President Donald Trump's pick for the Supreme Court, Judge Neil Gorsuch, has been variously criticized as too liberal or too conservative, or in some cases as simply being a slap in the face of good governance. Yet now there is a new controversy emerging around Gorsuch — the Supreme Court nominee who's replacing Obama's Supreme Court nominee, Merrick Garland — he has a long-lasting connection to Colorado billionaire Philip F. Anschutz.
Anschutz, whose business empire ranges from real estate and telecommunications to railroads and oil and gas, is first known to have been connected to Gorsuch in the early 2000s, when Gorsuch represented both Anschutz and his companies as an outside counsel from the firm Kellogg Huber, according to The New York Times. Given Anschutz's ownership of conservative publications like The Weekly Standard and The Washington Examiner, it is quite likely that he shares a sense of ideological kinship with Gorsuch, who has long been on the conservative end of the political spectrum.

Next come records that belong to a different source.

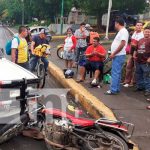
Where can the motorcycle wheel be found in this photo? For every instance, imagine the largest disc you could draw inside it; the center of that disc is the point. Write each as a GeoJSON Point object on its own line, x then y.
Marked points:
{"type": "Point", "coordinates": [99, 143]}
{"type": "Point", "coordinates": [13, 129]}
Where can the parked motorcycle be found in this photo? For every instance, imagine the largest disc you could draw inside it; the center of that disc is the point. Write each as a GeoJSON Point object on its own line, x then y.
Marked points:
{"type": "Point", "coordinates": [69, 133]}
{"type": "Point", "coordinates": [64, 131]}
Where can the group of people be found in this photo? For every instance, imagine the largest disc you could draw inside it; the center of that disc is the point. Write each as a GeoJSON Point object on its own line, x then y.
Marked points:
{"type": "Point", "coordinates": [84, 43]}
{"type": "Point", "coordinates": [87, 43]}
{"type": "Point", "coordinates": [138, 63]}
{"type": "Point", "coordinates": [20, 50]}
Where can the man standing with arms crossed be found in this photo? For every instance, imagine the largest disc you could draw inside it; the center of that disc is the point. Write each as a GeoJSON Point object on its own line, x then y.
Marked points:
{"type": "Point", "coordinates": [81, 34]}
{"type": "Point", "coordinates": [36, 41]}
{"type": "Point", "coordinates": [118, 54]}
{"type": "Point", "coordinates": [19, 53]}
{"type": "Point", "coordinates": [130, 69]}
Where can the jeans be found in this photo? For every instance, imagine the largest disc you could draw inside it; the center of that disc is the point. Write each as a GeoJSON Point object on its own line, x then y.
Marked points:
{"type": "Point", "coordinates": [117, 65]}
{"type": "Point", "coordinates": [24, 65]}
{"type": "Point", "coordinates": [80, 51]}
{"type": "Point", "coordinates": [143, 76]}
{"type": "Point", "coordinates": [34, 60]}
{"type": "Point", "coordinates": [130, 71]}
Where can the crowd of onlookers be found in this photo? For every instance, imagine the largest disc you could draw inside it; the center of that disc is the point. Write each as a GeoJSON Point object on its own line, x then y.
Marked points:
{"type": "Point", "coordinates": [83, 48]}
{"type": "Point", "coordinates": [136, 44]}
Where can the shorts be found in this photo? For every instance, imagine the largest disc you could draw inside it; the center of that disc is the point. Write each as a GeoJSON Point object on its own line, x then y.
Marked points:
{"type": "Point", "coordinates": [69, 55]}
{"type": "Point", "coordinates": [94, 65]}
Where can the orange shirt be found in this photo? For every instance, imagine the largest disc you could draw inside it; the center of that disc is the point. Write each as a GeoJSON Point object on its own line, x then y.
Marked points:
{"type": "Point", "coordinates": [98, 49]}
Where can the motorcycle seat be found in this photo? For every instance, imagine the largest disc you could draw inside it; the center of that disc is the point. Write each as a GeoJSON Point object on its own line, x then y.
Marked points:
{"type": "Point", "coordinates": [111, 122]}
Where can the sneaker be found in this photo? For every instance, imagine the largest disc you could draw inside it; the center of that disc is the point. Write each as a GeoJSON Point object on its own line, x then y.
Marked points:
{"type": "Point", "coordinates": [126, 85]}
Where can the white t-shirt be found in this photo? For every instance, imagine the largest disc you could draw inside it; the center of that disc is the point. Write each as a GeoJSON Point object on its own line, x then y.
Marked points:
{"type": "Point", "coordinates": [122, 35]}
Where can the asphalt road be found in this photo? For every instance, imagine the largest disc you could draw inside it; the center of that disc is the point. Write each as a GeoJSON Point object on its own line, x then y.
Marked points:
{"type": "Point", "coordinates": [54, 93]}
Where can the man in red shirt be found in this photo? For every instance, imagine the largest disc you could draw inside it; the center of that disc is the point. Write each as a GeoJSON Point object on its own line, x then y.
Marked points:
{"type": "Point", "coordinates": [95, 55]}
{"type": "Point", "coordinates": [142, 57]}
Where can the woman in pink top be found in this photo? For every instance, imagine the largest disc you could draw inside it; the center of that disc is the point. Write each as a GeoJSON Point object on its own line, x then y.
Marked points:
{"type": "Point", "coordinates": [69, 48]}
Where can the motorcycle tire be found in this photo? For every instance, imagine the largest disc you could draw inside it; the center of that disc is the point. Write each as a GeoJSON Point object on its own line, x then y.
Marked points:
{"type": "Point", "coordinates": [13, 129]}
{"type": "Point", "coordinates": [60, 52]}
{"type": "Point", "coordinates": [120, 144]}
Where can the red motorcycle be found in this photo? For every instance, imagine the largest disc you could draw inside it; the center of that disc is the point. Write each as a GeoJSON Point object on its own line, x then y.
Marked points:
{"type": "Point", "coordinates": [63, 131]}
{"type": "Point", "coordinates": [66, 132]}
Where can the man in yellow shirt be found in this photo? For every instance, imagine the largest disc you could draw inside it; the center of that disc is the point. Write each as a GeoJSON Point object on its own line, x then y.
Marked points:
{"type": "Point", "coordinates": [19, 53]}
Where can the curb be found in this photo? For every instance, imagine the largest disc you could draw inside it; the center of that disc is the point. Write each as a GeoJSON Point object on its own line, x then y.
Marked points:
{"type": "Point", "coordinates": [93, 105]}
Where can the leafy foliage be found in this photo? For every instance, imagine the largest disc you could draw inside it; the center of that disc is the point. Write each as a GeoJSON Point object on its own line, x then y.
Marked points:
{"type": "Point", "coordinates": [49, 9]}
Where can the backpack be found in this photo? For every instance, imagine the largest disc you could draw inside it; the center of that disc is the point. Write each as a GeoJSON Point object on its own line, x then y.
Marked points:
{"type": "Point", "coordinates": [8, 45]}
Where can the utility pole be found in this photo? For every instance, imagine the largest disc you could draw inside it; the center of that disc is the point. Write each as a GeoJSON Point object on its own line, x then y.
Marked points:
{"type": "Point", "coordinates": [62, 15]}
{"type": "Point", "coordinates": [22, 12]}
{"type": "Point", "coordinates": [108, 18]}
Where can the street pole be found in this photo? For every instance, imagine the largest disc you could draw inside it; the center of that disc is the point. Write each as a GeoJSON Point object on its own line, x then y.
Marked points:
{"type": "Point", "coordinates": [108, 18]}
{"type": "Point", "coordinates": [62, 14]}
{"type": "Point", "coordinates": [22, 12]}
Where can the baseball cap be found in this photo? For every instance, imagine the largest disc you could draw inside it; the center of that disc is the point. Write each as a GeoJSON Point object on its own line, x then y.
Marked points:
{"type": "Point", "coordinates": [43, 31]}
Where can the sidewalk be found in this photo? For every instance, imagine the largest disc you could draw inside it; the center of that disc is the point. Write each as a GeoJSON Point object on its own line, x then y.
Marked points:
{"type": "Point", "coordinates": [128, 106]}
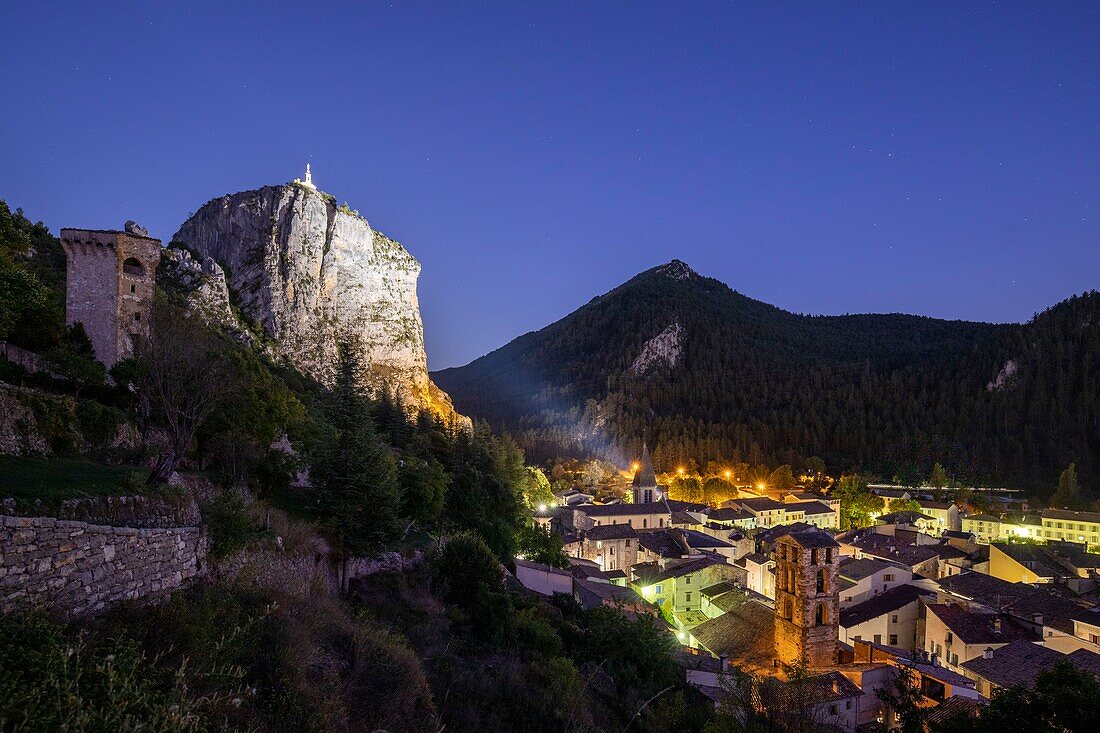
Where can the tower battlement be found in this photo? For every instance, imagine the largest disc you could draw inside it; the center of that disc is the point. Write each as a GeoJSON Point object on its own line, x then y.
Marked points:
{"type": "Point", "coordinates": [109, 287]}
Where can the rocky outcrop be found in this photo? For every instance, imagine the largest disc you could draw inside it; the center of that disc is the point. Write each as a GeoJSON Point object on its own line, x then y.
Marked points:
{"type": "Point", "coordinates": [310, 273]}
{"type": "Point", "coordinates": [207, 292]}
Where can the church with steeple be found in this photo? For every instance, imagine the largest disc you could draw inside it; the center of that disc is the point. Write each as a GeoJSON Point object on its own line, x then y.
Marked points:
{"type": "Point", "coordinates": [646, 489]}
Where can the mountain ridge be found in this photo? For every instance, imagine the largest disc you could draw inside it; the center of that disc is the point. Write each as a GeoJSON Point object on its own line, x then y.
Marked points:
{"type": "Point", "coordinates": [752, 379]}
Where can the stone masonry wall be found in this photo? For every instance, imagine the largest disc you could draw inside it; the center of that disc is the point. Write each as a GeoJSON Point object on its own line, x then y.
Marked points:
{"type": "Point", "coordinates": [79, 568]}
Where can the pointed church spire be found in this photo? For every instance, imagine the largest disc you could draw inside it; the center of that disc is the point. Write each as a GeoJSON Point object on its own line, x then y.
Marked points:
{"type": "Point", "coordinates": [645, 476]}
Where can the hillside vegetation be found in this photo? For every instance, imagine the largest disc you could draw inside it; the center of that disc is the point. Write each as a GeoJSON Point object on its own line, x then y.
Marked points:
{"type": "Point", "coordinates": [745, 381]}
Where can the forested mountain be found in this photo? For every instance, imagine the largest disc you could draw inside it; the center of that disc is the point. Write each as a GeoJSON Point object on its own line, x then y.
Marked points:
{"type": "Point", "coordinates": [706, 373]}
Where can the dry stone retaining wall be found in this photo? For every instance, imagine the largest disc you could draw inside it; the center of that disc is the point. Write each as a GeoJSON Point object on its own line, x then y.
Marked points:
{"type": "Point", "coordinates": [79, 568]}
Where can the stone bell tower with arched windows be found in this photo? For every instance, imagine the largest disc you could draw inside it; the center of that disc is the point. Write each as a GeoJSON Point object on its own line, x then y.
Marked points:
{"type": "Point", "coordinates": [109, 285]}
{"type": "Point", "coordinates": [807, 606]}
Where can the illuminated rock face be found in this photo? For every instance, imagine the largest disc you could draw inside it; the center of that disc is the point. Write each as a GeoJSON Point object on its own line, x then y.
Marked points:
{"type": "Point", "coordinates": [311, 273]}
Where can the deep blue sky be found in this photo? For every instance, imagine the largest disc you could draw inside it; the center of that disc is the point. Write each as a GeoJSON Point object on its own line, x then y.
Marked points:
{"type": "Point", "coordinates": [826, 157]}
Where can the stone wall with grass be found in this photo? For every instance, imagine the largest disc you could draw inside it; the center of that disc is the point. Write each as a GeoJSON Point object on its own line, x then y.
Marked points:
{"type": "Point", "coordinates": [78, 568]}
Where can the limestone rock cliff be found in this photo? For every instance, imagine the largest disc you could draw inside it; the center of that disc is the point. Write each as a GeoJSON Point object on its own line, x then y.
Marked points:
{"type": "Point", "coordinates": [310, 273]}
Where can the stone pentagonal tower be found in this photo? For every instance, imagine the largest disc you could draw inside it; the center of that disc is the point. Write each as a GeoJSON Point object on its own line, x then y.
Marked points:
{"type": "Point", "coordinates": [110, 282]}
{"type": "Point", "coordinates": [807, 606]}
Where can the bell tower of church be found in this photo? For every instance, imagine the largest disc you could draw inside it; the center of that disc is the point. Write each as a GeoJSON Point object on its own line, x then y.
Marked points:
{"type": "Point", "coordinates": [646, 489]}
{"type": "Point", "coordinates": [807, 605]}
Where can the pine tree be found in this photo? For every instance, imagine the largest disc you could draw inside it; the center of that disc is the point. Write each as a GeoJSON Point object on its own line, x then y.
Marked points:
{"type": "Point", "coordinates": [1068, 494]}
{"type": "Point", "coordinates": [356, 472]}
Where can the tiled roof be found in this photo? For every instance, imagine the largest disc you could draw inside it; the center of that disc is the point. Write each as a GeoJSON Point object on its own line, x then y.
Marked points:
{"type": "Point", "coordinates": [717, 589]}
{"type": "Point", "coordinates": [1057, 611]}
{"type": "Point", "coordinates": [1086, 616]}
{"type": "Point", "coordinates": [541, 568]}
{"type": "Point", "coordinates": [728, 514]}
{"type": "Point", "coordinates": [1085, 659]}
{"type": "Point", "coordinates": [759, 504]}
{"type": "Point", "coordinates": [1016, 663]}
{"type": "Point", "coordinates": [862, 568]}
{"type": "Point", "coordinates": [609, 592]}
{"type": "Point", "coordinates": [946, 551]}
{"type": "Point", "coordinates": [700, 539]}
{"type": "Point", "coordinates": [611, 532]}
{"type": "Point", "coordinates": [770, 535]}
{"type": "Point", "coordinates": [886, 602]}
{"type": "Point", "coordinates": [903, 517]}
{"type": "Point", "coordinates": [746, 635]}
{"type": "Point", "coordinates": [684, 517]}
{"type": "Point", "coordinates": [950, 708]}
{"type": "Point", "coordinates": [972, 627]}
{"type": "Point", "coordinates": [664, 543]}
{"type": "Point", "coordinates": [813, 537]}
{"type": "Point", "coordinates": [1070, 516]}
{"type": "Point", "coordinates": [908, 555]}
{"type": "Point", "coordinates": [649, 572]}
{"type": "Point", "coordinates": [623, 510]}
{"type": "Point", "coordinates": [820, 689]}
{"type": "Point", "coordinates": [814, 509]}
{"type": "Point", "coordinates": [983, 589]}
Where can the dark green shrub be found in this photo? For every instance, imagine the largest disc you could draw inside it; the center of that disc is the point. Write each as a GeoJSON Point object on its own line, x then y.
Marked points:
{"type": "Point", "coordinates": [231, 524]}
{"type": "Point", "coordinates": [57, 680]}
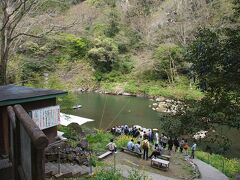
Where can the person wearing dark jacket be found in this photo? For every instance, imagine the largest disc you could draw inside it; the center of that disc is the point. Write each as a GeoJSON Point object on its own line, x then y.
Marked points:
{"type": "Point", "coordinates": [176, 144]}
{"type": "Point", "coordinates": [170, 144]}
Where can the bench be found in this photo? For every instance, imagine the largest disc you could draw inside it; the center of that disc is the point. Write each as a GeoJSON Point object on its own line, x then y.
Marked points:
{"type": "Point", "coordinates": [123, 149]}
{"type": "Point", "coordinates": [160, 164]}
{"type": "Point", "coordinates": [104, 155]}
{"type": "Point", "coordinates": [164, 157]}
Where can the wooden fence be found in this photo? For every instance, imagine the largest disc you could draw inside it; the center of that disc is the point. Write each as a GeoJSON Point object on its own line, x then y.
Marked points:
{"type": "Point", "coordinates": [27, 144]}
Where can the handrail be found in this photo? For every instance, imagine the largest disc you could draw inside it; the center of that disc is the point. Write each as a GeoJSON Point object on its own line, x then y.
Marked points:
{"type": "Point", "coordinates": [12, 116]}
{"type": "Point", "coordinates": [38, 138]}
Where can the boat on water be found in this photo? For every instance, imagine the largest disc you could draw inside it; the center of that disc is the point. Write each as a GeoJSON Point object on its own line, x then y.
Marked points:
{"type": "Point", "coordinates": [77, 106]}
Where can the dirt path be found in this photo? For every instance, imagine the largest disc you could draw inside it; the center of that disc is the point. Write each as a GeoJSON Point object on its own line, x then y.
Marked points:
{"type": "Point", "coordinates": [208, 172]}
{"type": "Point", "coordinates": [179, 168]}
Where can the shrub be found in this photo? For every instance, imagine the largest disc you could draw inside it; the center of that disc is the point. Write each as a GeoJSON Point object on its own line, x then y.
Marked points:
{"type": "Point", "coordinates": [135, 174]}
{"type": "Point", "coordinates": [122, 140]}
{"type": "Point", "coordinates": [230, 167]}
{"type": "Point", "coordinates": [110, 174]}
{"type": "Point", "coordinates": [99, 140]}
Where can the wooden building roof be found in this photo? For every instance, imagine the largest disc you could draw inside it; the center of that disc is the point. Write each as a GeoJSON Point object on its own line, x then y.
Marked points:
{"type": "Point", "coordinates": [11, 94]}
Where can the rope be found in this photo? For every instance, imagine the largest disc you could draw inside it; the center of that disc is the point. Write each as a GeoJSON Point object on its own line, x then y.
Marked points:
{"type": "Point", "coordinates": [103, 112]}
{"type": "Point", "coordinates": [118, 114]}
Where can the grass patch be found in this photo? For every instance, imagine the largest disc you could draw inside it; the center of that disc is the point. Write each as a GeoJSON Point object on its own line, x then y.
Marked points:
{"type": "Point", "coordinates": [230, 167]}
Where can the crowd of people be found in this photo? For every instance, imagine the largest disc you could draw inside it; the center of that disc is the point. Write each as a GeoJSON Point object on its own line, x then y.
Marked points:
{"type": "Point", "coordinates": [147, 137]}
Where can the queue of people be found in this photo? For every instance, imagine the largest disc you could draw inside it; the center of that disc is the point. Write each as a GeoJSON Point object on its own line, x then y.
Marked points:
{"type": "Point", "coordinates": [146, 137]}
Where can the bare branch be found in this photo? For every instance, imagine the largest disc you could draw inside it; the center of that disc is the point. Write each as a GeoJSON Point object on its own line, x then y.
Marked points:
{"type": "Point", "coordinates": [32, 35]}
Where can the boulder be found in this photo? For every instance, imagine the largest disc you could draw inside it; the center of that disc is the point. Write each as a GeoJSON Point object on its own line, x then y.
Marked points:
{"type": "Point", "coordinates": [159, 99]}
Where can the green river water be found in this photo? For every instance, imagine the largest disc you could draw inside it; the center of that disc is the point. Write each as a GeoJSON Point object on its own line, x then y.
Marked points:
{"type": "Point", "coordinates": [110, 110]}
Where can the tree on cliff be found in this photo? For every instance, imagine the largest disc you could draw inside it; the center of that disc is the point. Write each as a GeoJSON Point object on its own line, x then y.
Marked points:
{"type": "Point", "coordinates": [12, 12]}
{"type": "Point", "coordinates": [20, 18]}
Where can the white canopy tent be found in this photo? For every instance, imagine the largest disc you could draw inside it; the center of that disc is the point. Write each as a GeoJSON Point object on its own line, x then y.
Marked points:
{"type": "Point", "coordinates": [66, 119]}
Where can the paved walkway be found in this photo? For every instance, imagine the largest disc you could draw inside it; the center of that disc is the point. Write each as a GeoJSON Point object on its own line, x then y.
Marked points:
{"type": "Point", "coordinates": [208, 172]}
{"type": "Point", "coordinates": [125, 172]}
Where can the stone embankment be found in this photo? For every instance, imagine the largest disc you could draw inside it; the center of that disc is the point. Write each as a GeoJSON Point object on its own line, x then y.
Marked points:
{"type": "Point", "coordinates": [162, 104]}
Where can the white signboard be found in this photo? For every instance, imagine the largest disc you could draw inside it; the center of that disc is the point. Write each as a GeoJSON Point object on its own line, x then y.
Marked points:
{"type": "Point", "coordinates": [46, 117]}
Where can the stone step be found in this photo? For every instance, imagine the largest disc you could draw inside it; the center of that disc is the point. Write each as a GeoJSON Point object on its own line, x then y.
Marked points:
{"type": "Point", "coordinates": [66, 169]}
{"type": "Point", "coordinates": [6, 169]}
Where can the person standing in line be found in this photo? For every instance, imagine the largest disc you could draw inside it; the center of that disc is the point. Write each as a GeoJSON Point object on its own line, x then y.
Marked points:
{"type": "Point", "coordinates": [170, 144]}
{"type": "Point", "coordinates": [193, 148]}
{"type": "Point", "coordinates": [164, 140]}
{"type": "Point", "coordinates": [176, 144]}
{"type": "Point", "coordinates": [137, 147]}
{"type": "Point", "coordinates": [130, 145]}
{"type": "Point", "coordinates": [145, 146]}
{"type": "Point", "coordinates": [156, 137]}
{"type": "Point", "coordinates": [157, 151]}
{"type": "Point", "coordinates": [185, 147]}
{"type": "Point", "coordinates": [112, 146]}
{"type": "Point", "coordinates": [181, 145]}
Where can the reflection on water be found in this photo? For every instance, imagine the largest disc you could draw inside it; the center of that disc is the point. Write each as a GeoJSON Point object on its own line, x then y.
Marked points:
{"type": "Point", "coordinates": [108, 110]}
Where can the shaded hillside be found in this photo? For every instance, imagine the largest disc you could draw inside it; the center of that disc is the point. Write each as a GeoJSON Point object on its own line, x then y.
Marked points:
{"type": "Point", "coordinates": [134, 46]}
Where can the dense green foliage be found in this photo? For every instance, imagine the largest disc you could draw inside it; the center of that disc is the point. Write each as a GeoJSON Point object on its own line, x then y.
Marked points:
{"type": "Point", "coordinates": [230, 167]}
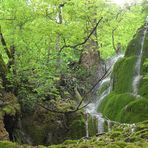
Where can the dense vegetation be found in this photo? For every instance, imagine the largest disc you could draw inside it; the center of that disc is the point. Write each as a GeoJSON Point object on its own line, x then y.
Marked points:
{"type": "Point", "coordinates": [53, 54]}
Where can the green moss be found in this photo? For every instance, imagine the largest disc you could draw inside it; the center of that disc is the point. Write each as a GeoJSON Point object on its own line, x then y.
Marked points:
{"type": "Point", "coordinates": [113, 104]}
{"type": "Point", "coordinates": [7, 144]}
{"type": "Point", "coordinates": [77, 126]}
{"type": "Point", "coordinates": [103, 88]}
{"type": "Point", "coordinates": [135, 111]}
{"type": "Point", "coordinates": [135, 44]}
{"type": "Point", "coordinates": [123, 75]}
{"type": "Point", "coordinates": [92, 126]}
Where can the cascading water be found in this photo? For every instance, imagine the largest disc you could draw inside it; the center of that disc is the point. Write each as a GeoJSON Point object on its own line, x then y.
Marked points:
{"type": "Point", "coordinates": [138, 76]}
{"type": "Point", "coordinates": [91, 109]}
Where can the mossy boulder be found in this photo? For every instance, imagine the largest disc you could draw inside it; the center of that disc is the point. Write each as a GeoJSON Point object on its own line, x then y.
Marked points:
{"type": "Point", "coordinates": [44, 127]}
{"type": "Point", "coordinates": [135, 111]}
{"type": "Point", "coordinates": [123, 75]}
{"type": "Point", "coordinates": [113, 104]}
{"type": "Point", "coordinates": [122, 105]}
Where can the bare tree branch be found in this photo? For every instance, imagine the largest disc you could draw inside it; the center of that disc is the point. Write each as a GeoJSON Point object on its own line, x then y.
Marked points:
{"type": "Point", "coordinates": [4, 44]}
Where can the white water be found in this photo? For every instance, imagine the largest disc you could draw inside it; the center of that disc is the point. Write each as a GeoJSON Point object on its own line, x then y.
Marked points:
{"type": "Point", "coordinates": [91, 109]}
{"type": "Point", "coordinates": [138, 76]}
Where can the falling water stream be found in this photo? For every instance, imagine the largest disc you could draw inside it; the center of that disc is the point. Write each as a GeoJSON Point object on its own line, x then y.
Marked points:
{"type": "Point", "coordinates": [91, 109]}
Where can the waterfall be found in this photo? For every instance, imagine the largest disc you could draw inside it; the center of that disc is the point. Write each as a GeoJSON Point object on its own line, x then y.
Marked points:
{"type": "Point", "coordinates": [91, 109]}
{"type": "Point", "coordinates": [138, 76]}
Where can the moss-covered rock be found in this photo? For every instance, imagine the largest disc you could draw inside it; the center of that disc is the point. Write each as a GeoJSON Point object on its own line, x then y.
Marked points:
{"type": "Point", "coordinates": [121, 105]}
{"type": "Point", "coordinates": [113, 104]}
{"type": "Point", "coordinates": [123, 75]}
{"type": "Point", "coordinates": [135, 111]}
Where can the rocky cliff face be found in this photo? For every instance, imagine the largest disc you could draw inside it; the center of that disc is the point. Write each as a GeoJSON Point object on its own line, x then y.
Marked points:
{"type": "Point", "coordinates": [123, 104]}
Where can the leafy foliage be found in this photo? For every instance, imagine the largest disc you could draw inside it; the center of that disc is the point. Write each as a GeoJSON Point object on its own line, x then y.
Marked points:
{"type": "Point", "coordinates": [34, 28]}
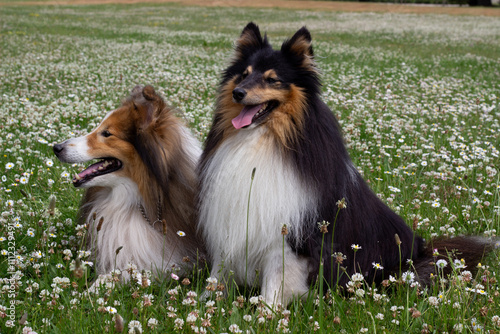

Anschultz's support played a key role in Gorsuch's nomination to a federal appeals court in 2006. President Trump's list of potential Supreme Court nominees was given to him by the Federalist Society and the Heritage Foundation, both of which receive donations from Anschutz.
Although it is unclear whether Gorsuch and Anschultz are friends (Anschultz is notoriously private), Gorsuch has frequently spoken at Anschultz's lavish retreats at his 60-square-mile Eagles Nest Ranch. Similarly, Gorsuch shares a limited-liability company with two of Anschultz's "lieutenants," the Times notes, with the three of them co-owning a 40-acre property in the Colorado mountains.
While Gorscuh's past with Anschultz is not necessarily unusual, it is concerning that (as The Times reported) "the judge appears to be leaving the door open to participating in Anschutz-related cases on the Supreme Court." That could pose a conflict of interest if Gorsuch fails to adequately address it.